Parametric t and z tests are used to compare the means of two samples. The calculation method differs according to the nature of the samples. A distinction is made between independent samples or paired samples. The t and z tests are known as parametric because the assumption is made that the samples are normally distributed.

Take a sample S1 comprising n1 observations, of mean µ1 and variance s1². Take a second sample S2, independent of S1 comprising n2 observations, of mean µ2 and variance s2². Let D be the assumed difference between the means (D is 0 when equality is assumed).

As for the z and t tests on a sample, we use:

1. Student's t test if the true variance of the populations from which the samples are extracted is unknown;
2. The z test if the true variance s² of the population is known.

Student's t Test :-

If we consider that the two samples have the same variance, the common variance is estimated by:

s² = [(n1-1)s1² + (n2-1)s2²] / (n1 + n2 - 2)

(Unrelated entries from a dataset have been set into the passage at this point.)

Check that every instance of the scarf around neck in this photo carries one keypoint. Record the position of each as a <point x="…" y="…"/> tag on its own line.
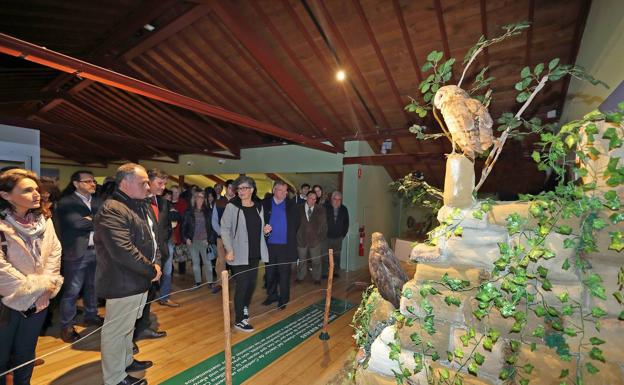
<point x="30" y="232"/>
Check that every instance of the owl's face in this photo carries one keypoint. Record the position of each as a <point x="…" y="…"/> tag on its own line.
<point x="446" y="94"/>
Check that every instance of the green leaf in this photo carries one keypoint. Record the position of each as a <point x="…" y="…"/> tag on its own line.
<point x="538" y="332"/>
<point x="526" y="72"/>
<point x="596" y="354"/>
<point x="594" y="284"/>
<point x="538" y="69"/>
<point x="616" y="218"/>
<point x="564" y="229"/>
<point x="553" y="63"/>
<point x="473" y="368"/>
<point x="451" y="300"/>
<point x="596" y="341"/>
<point x="522" y="97"/>
<point x="591" y="369"/>
<point x="488" y="344"/>
<point x="598" y="312"/>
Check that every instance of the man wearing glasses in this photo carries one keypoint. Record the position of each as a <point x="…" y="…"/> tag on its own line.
<point x="75" y="213"/>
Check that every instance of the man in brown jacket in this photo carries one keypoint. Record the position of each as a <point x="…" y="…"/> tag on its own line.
<point x="311" y="236"/>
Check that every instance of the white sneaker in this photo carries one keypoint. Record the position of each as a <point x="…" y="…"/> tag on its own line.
<point x="244" y="326"/>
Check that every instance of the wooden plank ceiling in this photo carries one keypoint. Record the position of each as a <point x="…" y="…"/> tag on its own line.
<point x="274" y="61"/>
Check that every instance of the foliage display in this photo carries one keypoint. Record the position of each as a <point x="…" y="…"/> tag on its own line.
<point x="519" y="287"/>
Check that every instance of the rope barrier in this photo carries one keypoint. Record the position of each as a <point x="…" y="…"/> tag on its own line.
<point x="193" y="288"/>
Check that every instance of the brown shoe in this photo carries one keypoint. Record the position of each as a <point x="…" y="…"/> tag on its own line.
<point x="69" y="335"/>
<point x="169" y="303"/>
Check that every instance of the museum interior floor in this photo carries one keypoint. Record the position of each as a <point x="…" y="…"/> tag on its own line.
<point x="195" y="332"/>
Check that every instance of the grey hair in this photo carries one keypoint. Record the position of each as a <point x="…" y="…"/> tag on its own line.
<point x="126" y="170"/>
<point x="279" y="183"/>
<point x="244" y="179"/>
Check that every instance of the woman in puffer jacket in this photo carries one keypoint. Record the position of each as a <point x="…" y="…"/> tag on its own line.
<point x="29" y="270"/>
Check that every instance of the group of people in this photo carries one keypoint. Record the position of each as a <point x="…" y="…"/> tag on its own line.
<point x="118" y="245"/>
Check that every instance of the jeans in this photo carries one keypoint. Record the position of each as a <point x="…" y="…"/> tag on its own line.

The test statistic is therefore given by:

t = (µ1 - µ2 -D) / (s √1/n1 + 1/n2)

The t statistic follows a Student distribution with n1 + n2 - 2 degrees of freedom.

If we consider that the variances are different, the statistic is given by:

t = (µ1 - µ2 -D) / (√s1²/n1 + s2²/n2)

z-Test

For the z-test, the variance s² of the population is presumed to be known. The user can enter this value or estimate it from the data (this is offered for teaching purposes only). The test statistic is given by:

z = (µ1 - µ2 -D) / (σ √1/n1 + 1/n2)

The z statistic follows a normal distribution.

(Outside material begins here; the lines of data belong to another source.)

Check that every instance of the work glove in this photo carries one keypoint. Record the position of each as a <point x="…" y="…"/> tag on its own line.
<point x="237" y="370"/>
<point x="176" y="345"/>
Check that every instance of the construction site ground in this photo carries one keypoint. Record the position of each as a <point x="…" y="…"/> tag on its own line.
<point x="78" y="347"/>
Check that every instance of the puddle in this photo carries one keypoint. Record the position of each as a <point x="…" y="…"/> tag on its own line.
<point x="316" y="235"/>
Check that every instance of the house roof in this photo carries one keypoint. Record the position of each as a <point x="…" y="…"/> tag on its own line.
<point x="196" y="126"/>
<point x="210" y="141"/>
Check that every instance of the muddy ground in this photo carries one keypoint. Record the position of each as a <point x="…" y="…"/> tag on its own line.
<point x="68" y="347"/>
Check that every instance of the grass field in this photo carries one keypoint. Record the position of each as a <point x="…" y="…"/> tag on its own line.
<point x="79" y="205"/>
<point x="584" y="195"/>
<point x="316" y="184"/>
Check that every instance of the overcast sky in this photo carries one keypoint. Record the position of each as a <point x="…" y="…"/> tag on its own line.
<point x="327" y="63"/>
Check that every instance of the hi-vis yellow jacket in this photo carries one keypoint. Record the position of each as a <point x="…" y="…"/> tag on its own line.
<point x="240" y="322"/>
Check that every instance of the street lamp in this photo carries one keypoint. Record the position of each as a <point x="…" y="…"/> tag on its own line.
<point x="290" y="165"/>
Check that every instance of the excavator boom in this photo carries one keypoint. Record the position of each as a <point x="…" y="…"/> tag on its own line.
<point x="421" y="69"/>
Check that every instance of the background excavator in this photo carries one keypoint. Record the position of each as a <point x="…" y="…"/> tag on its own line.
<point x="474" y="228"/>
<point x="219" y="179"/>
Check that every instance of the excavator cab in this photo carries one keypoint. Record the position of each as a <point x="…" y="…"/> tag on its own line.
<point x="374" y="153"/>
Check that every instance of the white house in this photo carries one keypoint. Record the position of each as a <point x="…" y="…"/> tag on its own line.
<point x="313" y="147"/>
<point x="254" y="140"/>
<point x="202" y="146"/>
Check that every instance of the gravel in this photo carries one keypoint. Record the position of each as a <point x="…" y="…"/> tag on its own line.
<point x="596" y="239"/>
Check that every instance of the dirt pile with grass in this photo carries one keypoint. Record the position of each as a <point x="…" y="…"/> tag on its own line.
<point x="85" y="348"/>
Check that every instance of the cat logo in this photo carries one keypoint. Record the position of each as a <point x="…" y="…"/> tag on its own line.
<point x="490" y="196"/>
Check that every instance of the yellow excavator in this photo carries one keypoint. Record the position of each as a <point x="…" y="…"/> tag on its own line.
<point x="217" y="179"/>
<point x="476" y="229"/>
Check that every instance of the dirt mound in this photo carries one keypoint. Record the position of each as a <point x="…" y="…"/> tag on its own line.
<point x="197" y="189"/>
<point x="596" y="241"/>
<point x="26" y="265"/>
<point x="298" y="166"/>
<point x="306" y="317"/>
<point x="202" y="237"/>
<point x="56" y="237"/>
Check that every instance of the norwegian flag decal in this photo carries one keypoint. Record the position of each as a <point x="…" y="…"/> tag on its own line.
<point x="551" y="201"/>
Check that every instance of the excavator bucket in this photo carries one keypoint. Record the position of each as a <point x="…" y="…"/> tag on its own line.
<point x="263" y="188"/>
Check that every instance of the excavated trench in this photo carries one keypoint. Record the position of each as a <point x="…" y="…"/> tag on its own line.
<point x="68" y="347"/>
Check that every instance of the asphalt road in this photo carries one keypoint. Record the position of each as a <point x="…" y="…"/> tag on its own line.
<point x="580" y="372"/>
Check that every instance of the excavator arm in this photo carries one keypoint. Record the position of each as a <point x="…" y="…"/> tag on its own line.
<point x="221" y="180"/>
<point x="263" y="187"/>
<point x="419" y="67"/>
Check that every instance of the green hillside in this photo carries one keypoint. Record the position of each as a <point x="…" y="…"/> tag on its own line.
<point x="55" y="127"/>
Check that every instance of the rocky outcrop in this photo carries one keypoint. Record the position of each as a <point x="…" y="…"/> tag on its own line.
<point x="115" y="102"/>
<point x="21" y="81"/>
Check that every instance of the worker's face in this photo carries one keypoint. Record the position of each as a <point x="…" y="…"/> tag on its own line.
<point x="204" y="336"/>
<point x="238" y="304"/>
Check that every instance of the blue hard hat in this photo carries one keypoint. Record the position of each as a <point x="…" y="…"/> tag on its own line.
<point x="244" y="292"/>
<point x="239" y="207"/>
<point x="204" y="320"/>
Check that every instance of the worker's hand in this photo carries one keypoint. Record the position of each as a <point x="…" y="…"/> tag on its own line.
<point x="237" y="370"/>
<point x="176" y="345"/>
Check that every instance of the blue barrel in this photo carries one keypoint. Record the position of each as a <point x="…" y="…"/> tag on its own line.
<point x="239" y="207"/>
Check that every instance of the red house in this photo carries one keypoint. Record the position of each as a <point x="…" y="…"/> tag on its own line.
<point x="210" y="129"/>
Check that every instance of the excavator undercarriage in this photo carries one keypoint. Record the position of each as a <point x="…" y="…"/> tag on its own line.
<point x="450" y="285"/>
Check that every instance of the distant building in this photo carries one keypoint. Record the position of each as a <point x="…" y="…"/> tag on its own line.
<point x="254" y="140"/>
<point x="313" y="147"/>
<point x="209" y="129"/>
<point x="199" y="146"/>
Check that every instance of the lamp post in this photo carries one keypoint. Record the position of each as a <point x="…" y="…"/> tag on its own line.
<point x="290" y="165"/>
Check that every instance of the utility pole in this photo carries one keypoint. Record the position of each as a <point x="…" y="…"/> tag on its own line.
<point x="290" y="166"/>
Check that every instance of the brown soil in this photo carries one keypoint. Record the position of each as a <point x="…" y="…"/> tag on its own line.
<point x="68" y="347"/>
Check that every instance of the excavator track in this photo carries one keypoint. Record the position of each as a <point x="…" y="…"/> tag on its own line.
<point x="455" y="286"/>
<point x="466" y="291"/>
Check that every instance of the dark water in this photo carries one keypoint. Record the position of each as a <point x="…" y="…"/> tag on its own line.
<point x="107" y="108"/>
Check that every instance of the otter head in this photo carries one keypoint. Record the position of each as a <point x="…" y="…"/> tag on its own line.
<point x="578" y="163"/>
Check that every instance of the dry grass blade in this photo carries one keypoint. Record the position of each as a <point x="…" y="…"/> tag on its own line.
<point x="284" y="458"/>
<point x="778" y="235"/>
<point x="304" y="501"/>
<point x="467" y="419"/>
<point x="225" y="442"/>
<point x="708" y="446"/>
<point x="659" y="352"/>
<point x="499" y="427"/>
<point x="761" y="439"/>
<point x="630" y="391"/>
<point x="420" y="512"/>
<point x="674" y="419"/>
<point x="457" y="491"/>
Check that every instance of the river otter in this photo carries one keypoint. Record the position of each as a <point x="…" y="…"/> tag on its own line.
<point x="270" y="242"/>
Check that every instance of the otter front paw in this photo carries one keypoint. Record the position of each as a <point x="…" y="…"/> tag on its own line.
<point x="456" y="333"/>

Comparison of the means of two paired samples

If two samples are paired, they have to be of the same size. Where values are missing from certain observations, either the observation is removed from both samples or the missing values are estimated.

We study the mean of the calculated differences for the n observations. If d is the mean of the differences, s² the variance of the differences and D the supposed difference, the statistic of the t test is given by:

T= (d-D) ⁄ (s/√n)

The t statistic follows a Student distribution with n-1 degrees of freedom.

For the z test, the statistic is as follows where σ² is the variance

z= (d-D) ⁄ (σ/√n)

The z statistic follows a normal distribution.

Alternative hypotheses

Three types of test are possible depending on the alternative hypothesis chosen:

• two-tailed test,
• left-tailed test,
• right-tailed test.